Okay - I didn't start until I was in uni, but a season as a chalet girl in Italy ended with us being able to ski a gorge that we'd hiked for a couple of hours to reach. Yes, it was extremely scary, but also exhilarating. I've not done anything like that since but I did feel it had left me a 'capable' skier.

After that there were several skiing weekends with work and friends and when George and Jaz - and then Elle -  were little, we spent five days skiing with family friends at Mt Buller for seven consecutive years.

This last Christmas we skied in Japan. And now we're in Queensland, New Zealand.

Our first day was at Coronet Peak. Elle and I joined the guided tour after lunch with a few others and we all described ourselves as 'intermediate'. In truth, we were a bit better than one couple and probably on par with the others (guides excluded!). So weren't we surprised when our next ski day at Treble Cone proved we can't ski to save ourselves.

Having done a couple of warm up runs in the home bowl and  checked Sass into ski school, we moved over to the second bowl over the back and O...M...G. It didn't look that challenging from the chair lift so I skied straight over the front - cautiously followed by Elle and Geoff. It was an ungroomed Red run - so not even Black, the most difficult. (We've now come to realise that Black isn't a standard and when the snow is a bit crunchy and ungroomed it can be the difference between do-able and down-right dangerous!) It was so steep and the snow so unforgiving and I was so fearful of falling, I couldn't turn and actually had to sit down on my bottom and flip my skis back the other way. How embarrassing.....

Ignore my religious-looking head gear and check out the scenery - amazing!


We eventually managed to pick our way down to a point where we could get back onto a groomed piste only to be further humiliated by a kid who I swear was 5, shoot past us at the speed of light, his mum and siblings calmly swooshing after him. We looked like absolute amateurs.

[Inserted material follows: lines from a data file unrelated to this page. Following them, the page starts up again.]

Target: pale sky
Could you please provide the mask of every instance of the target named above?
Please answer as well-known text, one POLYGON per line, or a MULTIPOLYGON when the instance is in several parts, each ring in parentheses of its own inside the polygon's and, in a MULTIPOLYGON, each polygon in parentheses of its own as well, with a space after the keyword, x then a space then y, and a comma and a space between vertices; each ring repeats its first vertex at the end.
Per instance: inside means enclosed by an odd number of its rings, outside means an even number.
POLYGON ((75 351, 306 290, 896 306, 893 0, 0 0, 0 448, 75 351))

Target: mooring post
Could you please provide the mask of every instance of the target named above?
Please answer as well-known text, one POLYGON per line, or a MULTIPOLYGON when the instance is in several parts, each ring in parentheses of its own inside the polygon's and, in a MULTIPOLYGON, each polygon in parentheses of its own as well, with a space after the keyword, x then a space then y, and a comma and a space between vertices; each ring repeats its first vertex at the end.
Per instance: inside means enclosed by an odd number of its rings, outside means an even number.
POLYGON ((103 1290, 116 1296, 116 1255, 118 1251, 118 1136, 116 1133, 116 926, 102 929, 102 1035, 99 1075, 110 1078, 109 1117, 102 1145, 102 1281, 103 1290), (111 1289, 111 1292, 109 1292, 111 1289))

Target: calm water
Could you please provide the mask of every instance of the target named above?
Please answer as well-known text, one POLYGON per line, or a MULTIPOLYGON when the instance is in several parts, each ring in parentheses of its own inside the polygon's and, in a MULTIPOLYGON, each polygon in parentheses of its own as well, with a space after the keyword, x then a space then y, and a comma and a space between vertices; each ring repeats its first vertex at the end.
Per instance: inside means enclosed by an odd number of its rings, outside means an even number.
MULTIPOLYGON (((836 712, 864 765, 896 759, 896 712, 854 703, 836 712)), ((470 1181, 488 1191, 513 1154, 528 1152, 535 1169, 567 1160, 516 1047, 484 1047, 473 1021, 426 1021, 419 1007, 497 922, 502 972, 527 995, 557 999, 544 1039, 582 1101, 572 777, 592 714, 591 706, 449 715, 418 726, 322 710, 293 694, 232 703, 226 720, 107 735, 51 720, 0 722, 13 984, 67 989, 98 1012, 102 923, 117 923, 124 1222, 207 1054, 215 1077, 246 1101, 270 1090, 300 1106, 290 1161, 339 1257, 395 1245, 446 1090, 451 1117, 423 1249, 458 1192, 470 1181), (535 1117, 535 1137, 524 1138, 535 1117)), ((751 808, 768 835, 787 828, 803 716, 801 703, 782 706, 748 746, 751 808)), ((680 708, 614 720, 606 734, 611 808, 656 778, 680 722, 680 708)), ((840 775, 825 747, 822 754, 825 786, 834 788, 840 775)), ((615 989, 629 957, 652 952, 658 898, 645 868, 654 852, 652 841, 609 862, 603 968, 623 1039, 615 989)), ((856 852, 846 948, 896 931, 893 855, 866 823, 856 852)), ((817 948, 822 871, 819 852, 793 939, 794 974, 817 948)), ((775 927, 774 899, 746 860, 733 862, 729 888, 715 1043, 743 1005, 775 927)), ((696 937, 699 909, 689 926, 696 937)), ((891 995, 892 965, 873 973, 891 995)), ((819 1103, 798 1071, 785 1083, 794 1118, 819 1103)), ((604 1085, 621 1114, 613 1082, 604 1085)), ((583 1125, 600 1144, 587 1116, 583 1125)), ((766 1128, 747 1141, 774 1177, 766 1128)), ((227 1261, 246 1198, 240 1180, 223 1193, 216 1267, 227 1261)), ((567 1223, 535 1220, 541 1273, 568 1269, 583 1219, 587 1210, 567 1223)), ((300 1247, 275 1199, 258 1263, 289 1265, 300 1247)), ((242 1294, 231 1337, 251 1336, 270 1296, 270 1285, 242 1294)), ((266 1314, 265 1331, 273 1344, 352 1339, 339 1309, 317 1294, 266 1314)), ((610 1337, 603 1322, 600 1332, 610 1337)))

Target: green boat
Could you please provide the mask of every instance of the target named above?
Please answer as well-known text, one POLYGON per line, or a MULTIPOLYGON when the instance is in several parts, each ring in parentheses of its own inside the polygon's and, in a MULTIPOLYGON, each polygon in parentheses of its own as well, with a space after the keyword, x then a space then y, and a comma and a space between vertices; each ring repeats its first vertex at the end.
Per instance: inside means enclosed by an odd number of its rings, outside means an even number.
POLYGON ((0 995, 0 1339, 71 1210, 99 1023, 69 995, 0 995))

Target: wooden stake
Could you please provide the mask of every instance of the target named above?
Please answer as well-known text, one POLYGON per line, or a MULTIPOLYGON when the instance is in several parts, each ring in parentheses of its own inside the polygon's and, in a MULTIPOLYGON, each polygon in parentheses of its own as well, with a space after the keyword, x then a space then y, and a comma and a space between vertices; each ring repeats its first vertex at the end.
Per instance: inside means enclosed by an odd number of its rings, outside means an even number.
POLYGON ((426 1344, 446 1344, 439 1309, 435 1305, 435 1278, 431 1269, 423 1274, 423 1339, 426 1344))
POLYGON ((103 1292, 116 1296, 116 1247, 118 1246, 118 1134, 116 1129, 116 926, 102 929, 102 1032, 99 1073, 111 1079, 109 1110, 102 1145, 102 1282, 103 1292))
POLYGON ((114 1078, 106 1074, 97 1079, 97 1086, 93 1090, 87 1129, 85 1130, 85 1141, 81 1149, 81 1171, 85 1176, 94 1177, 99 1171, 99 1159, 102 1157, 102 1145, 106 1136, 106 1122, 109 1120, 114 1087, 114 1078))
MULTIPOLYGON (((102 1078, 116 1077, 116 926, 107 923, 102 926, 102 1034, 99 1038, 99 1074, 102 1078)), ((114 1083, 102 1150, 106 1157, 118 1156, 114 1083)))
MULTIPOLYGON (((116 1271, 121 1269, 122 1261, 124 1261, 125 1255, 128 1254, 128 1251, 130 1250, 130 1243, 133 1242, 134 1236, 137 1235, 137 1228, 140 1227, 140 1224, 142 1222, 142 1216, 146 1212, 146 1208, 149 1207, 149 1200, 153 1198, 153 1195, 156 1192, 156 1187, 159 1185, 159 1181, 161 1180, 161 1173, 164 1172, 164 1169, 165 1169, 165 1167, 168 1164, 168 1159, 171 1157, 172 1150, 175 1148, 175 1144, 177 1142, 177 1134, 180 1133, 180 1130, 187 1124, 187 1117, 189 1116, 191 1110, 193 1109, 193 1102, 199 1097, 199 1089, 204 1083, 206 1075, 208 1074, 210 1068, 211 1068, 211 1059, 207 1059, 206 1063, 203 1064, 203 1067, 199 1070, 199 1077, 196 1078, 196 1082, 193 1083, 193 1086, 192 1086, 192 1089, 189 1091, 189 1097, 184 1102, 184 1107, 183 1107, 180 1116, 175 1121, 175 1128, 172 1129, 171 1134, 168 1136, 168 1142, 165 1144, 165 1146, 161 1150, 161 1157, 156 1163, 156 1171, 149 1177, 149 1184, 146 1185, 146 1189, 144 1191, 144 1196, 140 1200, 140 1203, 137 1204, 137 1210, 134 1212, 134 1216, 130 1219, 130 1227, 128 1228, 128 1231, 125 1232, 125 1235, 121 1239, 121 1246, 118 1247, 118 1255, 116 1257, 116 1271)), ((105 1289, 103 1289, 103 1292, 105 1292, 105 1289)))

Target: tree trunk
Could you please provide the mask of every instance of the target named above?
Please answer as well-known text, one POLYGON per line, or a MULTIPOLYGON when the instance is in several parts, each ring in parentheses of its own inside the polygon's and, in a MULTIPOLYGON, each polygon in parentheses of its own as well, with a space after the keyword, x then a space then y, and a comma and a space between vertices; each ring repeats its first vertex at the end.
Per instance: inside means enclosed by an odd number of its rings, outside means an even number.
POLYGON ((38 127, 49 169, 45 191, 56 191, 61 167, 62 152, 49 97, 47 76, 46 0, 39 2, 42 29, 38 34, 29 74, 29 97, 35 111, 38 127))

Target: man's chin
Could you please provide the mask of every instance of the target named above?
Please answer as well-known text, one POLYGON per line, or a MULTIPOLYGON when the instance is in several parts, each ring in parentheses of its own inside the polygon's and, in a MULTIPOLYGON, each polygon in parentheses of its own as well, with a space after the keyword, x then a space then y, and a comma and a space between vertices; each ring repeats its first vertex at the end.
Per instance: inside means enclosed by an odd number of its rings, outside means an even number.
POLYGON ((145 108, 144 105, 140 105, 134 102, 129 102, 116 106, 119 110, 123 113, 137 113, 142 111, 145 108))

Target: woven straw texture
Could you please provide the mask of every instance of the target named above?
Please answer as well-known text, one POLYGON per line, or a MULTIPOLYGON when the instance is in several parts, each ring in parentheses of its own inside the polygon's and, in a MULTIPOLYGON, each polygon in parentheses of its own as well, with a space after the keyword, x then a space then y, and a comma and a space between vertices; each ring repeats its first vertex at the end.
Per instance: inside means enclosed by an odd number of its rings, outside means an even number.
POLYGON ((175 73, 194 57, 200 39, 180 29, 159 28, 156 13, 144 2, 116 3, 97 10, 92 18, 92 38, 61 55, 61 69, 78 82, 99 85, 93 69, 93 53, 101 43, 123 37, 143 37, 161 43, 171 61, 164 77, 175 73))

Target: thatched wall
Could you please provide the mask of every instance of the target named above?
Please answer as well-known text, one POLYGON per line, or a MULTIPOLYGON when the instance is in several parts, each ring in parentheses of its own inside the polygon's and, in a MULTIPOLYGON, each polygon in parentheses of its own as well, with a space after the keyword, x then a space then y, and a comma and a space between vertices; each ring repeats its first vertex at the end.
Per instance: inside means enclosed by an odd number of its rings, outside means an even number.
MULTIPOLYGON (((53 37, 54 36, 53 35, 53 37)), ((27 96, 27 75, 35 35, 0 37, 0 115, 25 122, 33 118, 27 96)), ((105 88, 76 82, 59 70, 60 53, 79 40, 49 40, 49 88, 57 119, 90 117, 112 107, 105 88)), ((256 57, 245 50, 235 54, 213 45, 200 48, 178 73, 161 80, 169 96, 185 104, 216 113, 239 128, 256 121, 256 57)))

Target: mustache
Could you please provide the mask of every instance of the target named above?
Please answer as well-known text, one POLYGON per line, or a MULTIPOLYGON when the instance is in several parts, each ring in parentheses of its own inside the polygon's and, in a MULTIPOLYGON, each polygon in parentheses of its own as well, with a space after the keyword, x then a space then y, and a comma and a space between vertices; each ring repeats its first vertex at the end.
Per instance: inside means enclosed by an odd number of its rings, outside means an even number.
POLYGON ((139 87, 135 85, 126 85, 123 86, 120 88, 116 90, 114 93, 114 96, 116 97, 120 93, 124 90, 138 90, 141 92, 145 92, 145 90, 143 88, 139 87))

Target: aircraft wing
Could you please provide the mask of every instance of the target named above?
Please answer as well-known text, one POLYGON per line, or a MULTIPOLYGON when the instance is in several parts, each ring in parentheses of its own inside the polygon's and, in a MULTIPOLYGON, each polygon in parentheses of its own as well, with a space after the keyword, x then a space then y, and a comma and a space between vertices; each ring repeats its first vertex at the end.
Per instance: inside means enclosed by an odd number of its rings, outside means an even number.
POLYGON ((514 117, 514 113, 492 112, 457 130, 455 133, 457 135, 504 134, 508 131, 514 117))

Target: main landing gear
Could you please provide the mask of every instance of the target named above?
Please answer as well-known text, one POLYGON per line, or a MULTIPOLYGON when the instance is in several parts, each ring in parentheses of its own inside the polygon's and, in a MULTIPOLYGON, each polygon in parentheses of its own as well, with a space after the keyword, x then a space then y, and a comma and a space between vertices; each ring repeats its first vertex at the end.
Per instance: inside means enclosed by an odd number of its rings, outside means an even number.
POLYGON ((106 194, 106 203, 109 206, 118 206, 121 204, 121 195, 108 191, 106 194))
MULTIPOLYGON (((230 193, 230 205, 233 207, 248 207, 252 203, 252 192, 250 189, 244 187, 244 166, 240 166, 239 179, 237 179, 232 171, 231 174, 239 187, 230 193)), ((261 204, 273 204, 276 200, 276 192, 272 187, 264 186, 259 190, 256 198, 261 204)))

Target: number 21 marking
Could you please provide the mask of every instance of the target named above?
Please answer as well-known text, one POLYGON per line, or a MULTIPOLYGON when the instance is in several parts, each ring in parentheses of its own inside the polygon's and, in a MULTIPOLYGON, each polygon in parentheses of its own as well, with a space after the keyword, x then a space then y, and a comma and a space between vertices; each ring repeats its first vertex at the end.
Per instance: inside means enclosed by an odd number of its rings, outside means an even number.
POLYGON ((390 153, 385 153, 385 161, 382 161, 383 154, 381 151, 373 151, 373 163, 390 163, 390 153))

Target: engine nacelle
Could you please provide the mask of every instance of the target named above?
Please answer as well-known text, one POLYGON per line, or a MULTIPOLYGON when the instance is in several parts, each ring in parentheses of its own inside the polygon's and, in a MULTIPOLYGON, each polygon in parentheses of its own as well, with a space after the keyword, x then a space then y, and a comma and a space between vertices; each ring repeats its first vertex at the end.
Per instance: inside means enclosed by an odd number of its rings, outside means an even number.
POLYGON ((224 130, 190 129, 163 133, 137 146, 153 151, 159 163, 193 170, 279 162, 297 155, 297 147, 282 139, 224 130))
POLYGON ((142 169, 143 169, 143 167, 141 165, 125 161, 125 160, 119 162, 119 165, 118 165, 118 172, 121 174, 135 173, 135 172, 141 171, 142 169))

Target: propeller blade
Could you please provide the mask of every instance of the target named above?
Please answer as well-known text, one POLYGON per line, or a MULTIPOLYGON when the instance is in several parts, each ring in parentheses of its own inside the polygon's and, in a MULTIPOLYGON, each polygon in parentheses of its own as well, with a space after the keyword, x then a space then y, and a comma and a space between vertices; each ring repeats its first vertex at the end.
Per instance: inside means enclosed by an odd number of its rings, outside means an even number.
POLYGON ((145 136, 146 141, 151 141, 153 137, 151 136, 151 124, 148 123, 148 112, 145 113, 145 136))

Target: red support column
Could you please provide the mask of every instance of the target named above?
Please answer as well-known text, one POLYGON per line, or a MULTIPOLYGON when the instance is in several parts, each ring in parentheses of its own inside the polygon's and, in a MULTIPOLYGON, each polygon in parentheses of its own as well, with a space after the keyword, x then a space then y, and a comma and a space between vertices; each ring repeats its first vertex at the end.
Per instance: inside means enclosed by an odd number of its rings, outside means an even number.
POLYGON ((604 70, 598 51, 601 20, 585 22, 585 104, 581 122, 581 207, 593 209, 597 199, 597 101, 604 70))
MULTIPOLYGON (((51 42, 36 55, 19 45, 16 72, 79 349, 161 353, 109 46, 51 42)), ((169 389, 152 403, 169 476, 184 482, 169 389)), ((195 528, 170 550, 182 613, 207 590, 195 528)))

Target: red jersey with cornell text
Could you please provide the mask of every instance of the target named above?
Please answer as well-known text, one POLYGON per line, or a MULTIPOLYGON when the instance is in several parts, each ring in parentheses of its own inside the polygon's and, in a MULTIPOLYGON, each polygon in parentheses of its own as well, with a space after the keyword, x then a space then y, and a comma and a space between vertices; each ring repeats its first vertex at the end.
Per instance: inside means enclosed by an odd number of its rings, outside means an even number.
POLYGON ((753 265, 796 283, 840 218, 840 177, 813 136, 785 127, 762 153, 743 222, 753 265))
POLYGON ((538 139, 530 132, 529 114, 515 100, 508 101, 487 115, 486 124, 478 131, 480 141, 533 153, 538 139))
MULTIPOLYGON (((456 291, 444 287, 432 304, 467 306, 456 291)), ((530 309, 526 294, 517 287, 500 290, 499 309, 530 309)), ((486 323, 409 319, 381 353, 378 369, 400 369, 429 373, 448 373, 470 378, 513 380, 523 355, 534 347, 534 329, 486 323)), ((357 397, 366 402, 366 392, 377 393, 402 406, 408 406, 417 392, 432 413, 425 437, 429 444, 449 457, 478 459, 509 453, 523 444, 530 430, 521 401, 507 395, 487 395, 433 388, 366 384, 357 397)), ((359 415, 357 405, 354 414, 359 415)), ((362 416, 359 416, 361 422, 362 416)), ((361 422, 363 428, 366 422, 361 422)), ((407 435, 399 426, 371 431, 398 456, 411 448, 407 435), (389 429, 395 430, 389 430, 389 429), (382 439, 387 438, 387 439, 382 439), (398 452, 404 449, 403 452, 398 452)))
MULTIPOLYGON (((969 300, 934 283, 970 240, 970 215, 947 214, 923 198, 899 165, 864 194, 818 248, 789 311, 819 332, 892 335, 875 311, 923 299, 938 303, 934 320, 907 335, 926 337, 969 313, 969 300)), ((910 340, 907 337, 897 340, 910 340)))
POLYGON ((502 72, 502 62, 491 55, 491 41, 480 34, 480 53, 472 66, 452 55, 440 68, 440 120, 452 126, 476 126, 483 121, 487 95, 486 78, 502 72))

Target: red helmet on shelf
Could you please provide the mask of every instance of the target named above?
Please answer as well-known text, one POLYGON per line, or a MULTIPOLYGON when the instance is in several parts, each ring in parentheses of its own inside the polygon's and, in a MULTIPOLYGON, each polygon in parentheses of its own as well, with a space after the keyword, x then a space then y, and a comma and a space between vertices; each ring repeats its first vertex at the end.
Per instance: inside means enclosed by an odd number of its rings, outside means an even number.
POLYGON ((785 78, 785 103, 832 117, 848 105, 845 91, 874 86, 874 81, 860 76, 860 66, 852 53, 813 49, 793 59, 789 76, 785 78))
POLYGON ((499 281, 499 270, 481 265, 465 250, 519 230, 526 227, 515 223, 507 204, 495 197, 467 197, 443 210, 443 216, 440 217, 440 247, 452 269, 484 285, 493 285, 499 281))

But as the day wore on, something started to become clearer.... everyone we met on the chair lifts were locals. Okay - one guy was from Australia - but he was working there having done three seasons at Thredbo - so he might as well have been local. I shared a lift with an older guy who was complaining heli-skiing was ruined by people who can't ski. I thought he was boasting to his companion but it was also revealed he's a guide for the 'back country' - ie of the map.

At lunch, (a delicious NZ$18 pork belly with apple gravy, glazed carrots, peas and onion and garlic roasted baby potatoes no less!) we noticed all the families knew each other. We were clearly tourists.

We've since skied The Remarkable (rudely dubbed 'Unremarkable' by a Treble Cone local) and Cardrona so have our confidence back - just.

1 comment:

Fashionista said...

Laughing at your descriptions! I have skied once in my life and by the end of a four day stint had become reasonably proficient. That was also 21 years ago and I have since gained a degree of self preservation and fearfulness, so no desire to go careening down slopes. However Bike Boy and The Dancer had their first snowboard/ski experiences on Grand Final weekend at Mt Buller. And Oh Dear. We have created a pair of monsters. Took to it like ducks to water. Why is it that young people are like that? Oh, that's right, fearless with no sense of self preservation.

We have a chalet at Mt Buller which we rent for the ski season as we are mountain bikers, not skiers. As the children now think they would like to participate in winter sports, we had a long conversation about the economics of that (considering the winter rent allows us to have the chalet for summer). They remain unconvinced as they seem to think I have a money tree secreted away.........Oh how I wish!